RE: SIGIA-L: Extreme Programming v. Interaction Design

From: Dave Harland (dave.harland_at_tallan.com)
Date: Fri Jan 18 2002 - 17:51:02 EST


I apologize for not being clear also. My point goes back to the article
and the debate between Beck and Cooper. A core piece of the XP
methodology conflicts with the idea of "architecting" the application
from a user/business perspective before writing one line of code.
Waiting to complete that "phase" (there's that nasty word) accurately
and thoroughly compromises XP.

A core piece of the Interaction Design methodology conflicts with the
idea of iterative and immediate coding (I use the terms loosely, knowing
the intent behind XP).

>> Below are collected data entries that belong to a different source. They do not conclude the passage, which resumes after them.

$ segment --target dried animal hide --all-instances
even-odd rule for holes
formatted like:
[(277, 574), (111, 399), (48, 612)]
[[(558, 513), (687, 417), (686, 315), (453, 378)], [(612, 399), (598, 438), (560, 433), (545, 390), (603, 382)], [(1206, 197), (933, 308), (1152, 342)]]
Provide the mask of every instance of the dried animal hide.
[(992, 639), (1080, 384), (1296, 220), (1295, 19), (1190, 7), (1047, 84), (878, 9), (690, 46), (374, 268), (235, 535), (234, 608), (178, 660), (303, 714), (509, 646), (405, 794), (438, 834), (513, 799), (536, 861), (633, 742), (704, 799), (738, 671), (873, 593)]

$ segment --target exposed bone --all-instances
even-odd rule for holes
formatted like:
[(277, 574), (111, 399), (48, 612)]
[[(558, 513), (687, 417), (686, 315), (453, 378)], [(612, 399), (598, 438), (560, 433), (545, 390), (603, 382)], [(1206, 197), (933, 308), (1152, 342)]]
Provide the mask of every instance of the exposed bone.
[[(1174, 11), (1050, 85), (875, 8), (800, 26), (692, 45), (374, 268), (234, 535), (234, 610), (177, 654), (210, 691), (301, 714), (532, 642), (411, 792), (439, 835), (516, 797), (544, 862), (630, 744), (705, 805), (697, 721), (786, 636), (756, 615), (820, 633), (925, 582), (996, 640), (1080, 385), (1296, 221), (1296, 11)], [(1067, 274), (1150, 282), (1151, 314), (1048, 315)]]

Cooper said, "There's enormous cost in writing
code, but the real cost in writing code is that code never dies. If you
can think this stuff through before you start pouring the concrete of
code, you get significantly better results." Writing code before
accurate and effective user/business analysis is complete compromises
Interaction Design.

I completely embrace Interaction Design but I can see why XP is popular.
The problem is you can never mix the two effectively without ending up
with mediocrity. I'm opposed too the immediate reaction to the debate
between both camps, which seems to be moderation - "let's do a little of
both so that we appear practical". Doing so brings the industry back to
where it was (and still is) before the advent of either theory.